#!/usr/bin/perl -w
use utf8;
# without the encoding layer
open (my $fh1, ">", "test-normal");
# with the encoding layer
open (my $fh2, ">:utf8", "test-utf8");
# ASCII data
# encodes the same in UTF-8 or Latin-1 encodings
my $ascdata = "aei\n";
print $fh1 $ascdata;
print $fh2 $ascdata;
# accented a e i
my $l1data = "\xe1\xe9\xed\n";
# these characters *can* be encoded in Latin-1 or in UTF-8
# (though differently for each)
print $fh1 $l1data;
print $fh2 $l1data;
# U+0641 ARABIC LETTER FEH
my $u8data = "\x{0641}\n";
# "Arabic-Feh" can't be encoded in Latin-1, can be encoded in UTF-8
print $fh1 $u8data; # <--THIS LINE GENERATES WARNING
print $fh2 $u8data;
Here's the results, when checked with od:
[jeremy@serpent pm-test]$ perl wide-char.pl
Wide character in print at wide-char.pl line 27.

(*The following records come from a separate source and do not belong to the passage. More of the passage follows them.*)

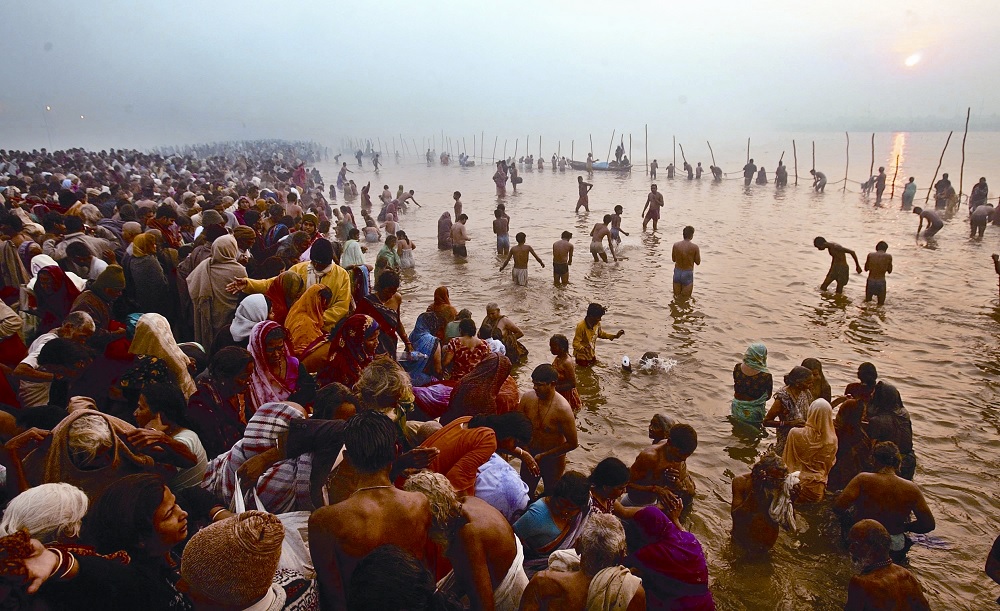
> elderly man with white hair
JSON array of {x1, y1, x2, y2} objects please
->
[{"x1": 521, "y1": 513, "x2": 646, "y2": 611}]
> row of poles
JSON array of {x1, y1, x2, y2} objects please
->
[{"x1": 345, "y1": 107, "x2": 972, "y2": 203}]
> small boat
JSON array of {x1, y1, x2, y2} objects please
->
[{"x1": 569, "y1": 160, "x2": 632, "y2": 172}]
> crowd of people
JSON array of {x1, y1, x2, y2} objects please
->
[{"x1": 0, "y1": 141, "x2": 984, "y2": 610}]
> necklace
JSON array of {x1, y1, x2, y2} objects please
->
[
  {"x1": 351, "y1": 484, "x2": 393, "y2": 496},
  {"x1": 861, "y1": 558, "x2": 892, "y2": 575}
]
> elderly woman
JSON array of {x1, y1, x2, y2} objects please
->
[
  {"x1": 202, "y1": 403, "x2": 313, "y2": 513},
  {"x1": 764, "y1": 365, "x2": 812, "y2": 454},
  {"x1": 318, "y1": 314, "x2": 379, "y2": 388},
  {"x1": 731, "y1": 342, "x2": 774, "y2": 426},
  {"x1": 781, "y1": 399, "x2": 837, "y2": 503},
  {"x1": 187, "y1": 235, "x2": 247, "y2": 346},
  {"x1": 0, "y1": 482, "x2": 90, "y2": 544},
  {"x1": 250, "y1": 320, "x2": 316, "y2": 412}
]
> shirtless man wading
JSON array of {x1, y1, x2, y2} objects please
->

[jeremy@serpent pm-test]$ od -t x1 test-normal
0000000 61 65 69 0a e1 e9 ed 0a d9 81 0a
0000013
[jeremy@serpent pm-test]$ od -t x1 test-utf8
0000000 61 65 69 0a c3 a1 c3 a9 c3 ad 0a d9 81 0a
0000016
[jeremy@serpent pm-test]$
I recognize this isn't exactly what you were asking, but I suspect that the utf8 pragma and the :utf8 encoding layer are getting mixed up somewhere in your code -- one or another is missing, etc.
More specifically, it sounds like you're trying to print a character with a chr value larger than 0xff on a Latin-1 filehandle. Those characters, aren't encodable like that, so you're running the risk of losing data. This is a problem and I encourage you to track it down. Turning off a warning isn't the same as fixing the cause of one.
It might help if you would post a snippet that exhibits the warning. Warnings are usually there for a reason, and perhaps there's something in your code that is a bit sketchy from the compiler's point-of-view.
Hope that helps.
Update: I've just noticed that Perl's coping behavior for characters greater than 0xff on a non-utf8 output filehandle is to print the utf-8 encoding of that character anyway: note that the last two bytes before the newline in both examples are d9 81.
No wonder you get a warning. There's no systematic way to recover whether the output data was originally UTF-8 or not!
Update 2: Cleaned up comments by using the word "encoded" instead of "printed". |